Measuring distance of values / strings

Measuring distance of values / strings - string

martin fownler was discussing event sourcing
https://martinfowler.com/eaaDev/EventSourcing.html
e.g. storing data as a set of events.
Now an example would be an account. You create an account with balance 0.
Then you put 10$. You withdraw 5$. You put another 100$. Now the balance is 105$, but you don't store 105$. What you do store is
+10
-5
+100
as a series of events in the database.
Now if I want I can say "undo the last 2 steps." then I just remove the 2 last changes in the database -> account is 10
Now: how can you do that with strings?
Say account name first is empty string. Then
dirk dietmeier then hans hansenmann then foo bar how can you capture this data as set of changes? While letting it be reversable e.g. the events need to be able to reverse itself. E.g. you could just say 'delete everything and then put foo bar but is there no better solution?
is there like a svn or git like algorithm? some encoding (hex, binary?)?
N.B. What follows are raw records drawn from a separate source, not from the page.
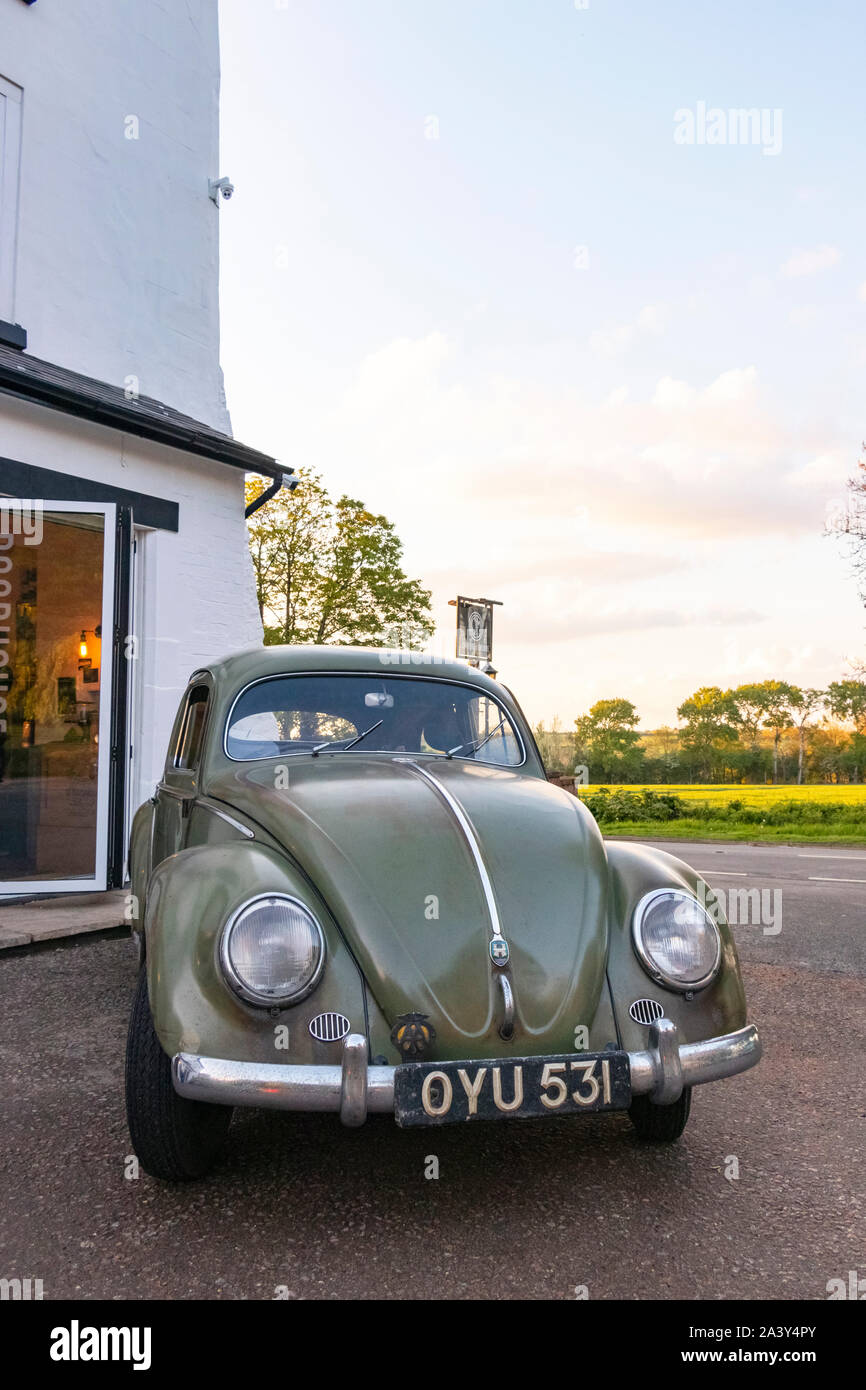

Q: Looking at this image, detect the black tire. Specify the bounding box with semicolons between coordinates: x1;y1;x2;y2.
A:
628;1086;692;1144
126;967;232;1183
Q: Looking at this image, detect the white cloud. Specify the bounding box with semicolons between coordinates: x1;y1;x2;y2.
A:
778;245;841;279
589;304;669;357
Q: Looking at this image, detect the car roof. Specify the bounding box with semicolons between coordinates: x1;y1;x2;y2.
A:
195;646;506;699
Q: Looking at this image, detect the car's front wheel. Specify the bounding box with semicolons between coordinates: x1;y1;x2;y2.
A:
628;1086;692;1144
126;966;232;1183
Now if I want I can say "undo the last 2 steps." then I just remove
the 2 last changes in the database -> account is 10
Not if you want to preserve the history. In production event sourced applications, I would issue a compensating event. E.g. New event Y that undoes what event X did. The git analogue to this would be git revert.
Now: how can you do that with strings?
It depends on your application.
If you are tracking changes to code, it makes sense to do some research on how to express differences between two files, such that you can revert at a later time. In this sense, your event would be similar to a git commit. I suggest you look at the diff linux command http://linuxcommand.org/man_pages/diff1.html and look at the source code, or how you can implement it.
If your event is something like CustomerFirstNameChanged, doing a diff makes very little sense. You would always want to revert to a previous state such as John or Rick.
Number 2 would also make sense with an event such as ArticleRedrafted, where you can go back to a previous version. Content editors don't see revisions as we see git commits when we use git revert... They see them as points in time that can be returned to.
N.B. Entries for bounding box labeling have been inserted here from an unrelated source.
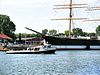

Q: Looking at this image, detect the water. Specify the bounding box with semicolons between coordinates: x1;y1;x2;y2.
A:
0;51;100;75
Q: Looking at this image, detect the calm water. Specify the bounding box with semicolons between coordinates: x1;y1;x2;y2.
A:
0;51;100;75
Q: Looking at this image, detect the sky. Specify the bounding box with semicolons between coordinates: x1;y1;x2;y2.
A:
0;0;100;33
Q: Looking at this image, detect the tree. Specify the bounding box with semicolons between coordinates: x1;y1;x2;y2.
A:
42;29;48;34
96;25;100;36
0;15;16;39
73;28;83;36
49;29;57;35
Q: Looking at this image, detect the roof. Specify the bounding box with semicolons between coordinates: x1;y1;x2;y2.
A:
0;34;11;39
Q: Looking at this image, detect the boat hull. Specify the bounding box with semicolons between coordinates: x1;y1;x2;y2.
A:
6;50;56;54
43;36;100;45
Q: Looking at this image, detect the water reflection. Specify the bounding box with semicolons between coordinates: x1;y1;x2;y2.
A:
0;51;100;75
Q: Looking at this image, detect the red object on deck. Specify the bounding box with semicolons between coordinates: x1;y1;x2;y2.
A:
0;34;11;39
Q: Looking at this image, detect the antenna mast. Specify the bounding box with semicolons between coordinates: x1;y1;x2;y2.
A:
52;0;87;38
69;0;72;38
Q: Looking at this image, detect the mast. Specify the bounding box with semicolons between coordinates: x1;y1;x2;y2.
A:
69;0;72;38
52;0;87;38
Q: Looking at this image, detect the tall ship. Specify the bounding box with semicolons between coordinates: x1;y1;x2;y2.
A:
26;0;100;49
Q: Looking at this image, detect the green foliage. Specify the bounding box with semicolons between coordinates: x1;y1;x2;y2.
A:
49;29;57;35
0;15;16;40
42;29;48;34
96;25;100;36
64;30;73;36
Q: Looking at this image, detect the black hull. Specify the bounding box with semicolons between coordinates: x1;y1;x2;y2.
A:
6;50;56;54
43;36;100;46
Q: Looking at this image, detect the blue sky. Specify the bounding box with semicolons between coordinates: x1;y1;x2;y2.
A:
0;0;100;33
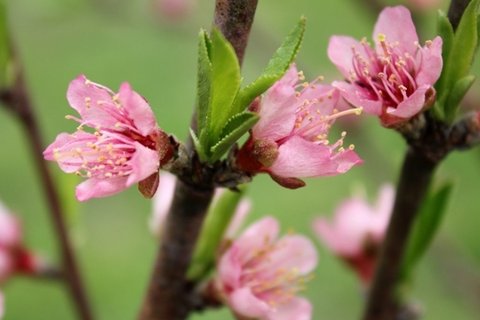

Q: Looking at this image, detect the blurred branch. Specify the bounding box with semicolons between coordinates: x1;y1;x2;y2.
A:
138;0;257;320
363;0;472;320
0;55;93;320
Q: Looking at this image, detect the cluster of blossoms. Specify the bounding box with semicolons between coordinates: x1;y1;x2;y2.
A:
313;185;395;285
237;65;361;188
39;6;442;320
0;203;45;318
44;75;172;201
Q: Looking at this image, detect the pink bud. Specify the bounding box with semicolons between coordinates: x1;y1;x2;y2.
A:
215;217;317;320
314;185;394;284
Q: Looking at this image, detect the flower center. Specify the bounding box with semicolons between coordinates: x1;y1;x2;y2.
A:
350;34;421;107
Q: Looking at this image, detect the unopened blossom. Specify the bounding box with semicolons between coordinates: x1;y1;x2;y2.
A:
215;217;317;320
237;65;361;188
313;185;394;284
328;6;443;127
149;171;251;238
44;75;172;201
There are many ways you could represent the change from one string to another string as a reversible operation. It really would depend on requirements.
I would not expect the deltification in a source control system to necessarily meet the general needs you've outlined above. For example, git's purpose in deltifying files for storage (which it only does when generating a pack) is to save space. Older versions of an object may be stored as deltas from newer versions, but there is never a need to reconstruct the newer version via delta from the older version - it's stored in its entirety specifically so that it can be accessed quickly (without need to combine deltas). So storing enough information for the delta to be used as a two-way transformation would be wasteful from git's point of view.
Instead of looking at the pack deltas, you could think about how diff represents a change. This is more line-oriented than you seem to want. If you have an edited file, you might represent the edits as
d37
- Line 37 used to contain this text, but it was removed
a42
+ We added this text on line 42
c99
- Line 99 used to have this text
+ Line 99 now has this text
You could do a character-oriented version of this. Say you define operators for "add characters at offset", "remove characters at offset", and "change characters at offset". You either have to be careful with escaping delimiters, or use explicit lengths instead of simply delimiting strings. And you also should consider that each edit might change the offset of the subsequent edits. Technically pre-image offsets have all the information you need, but reversal of the patch is more intuitive if you also store the post-image offsets.
So given
well, here is the original string
you might have a reversible delta like
0/0d6:well, 14/8c12:the original1:a33/16a11: with edits
to yield
here is a string with edits
Of course, calculating the "most correct" patch may not be easy.
0/0c33:well, here is the original string27:here is a string with edits
would be equally valid but degenerates to the line-oriented approach.
But that's just one example; like I said, you could define any number of ways, depending on requirements.

Related

VariesAcrossGroups lost when ReInsert_ing doc.ParameterBindings?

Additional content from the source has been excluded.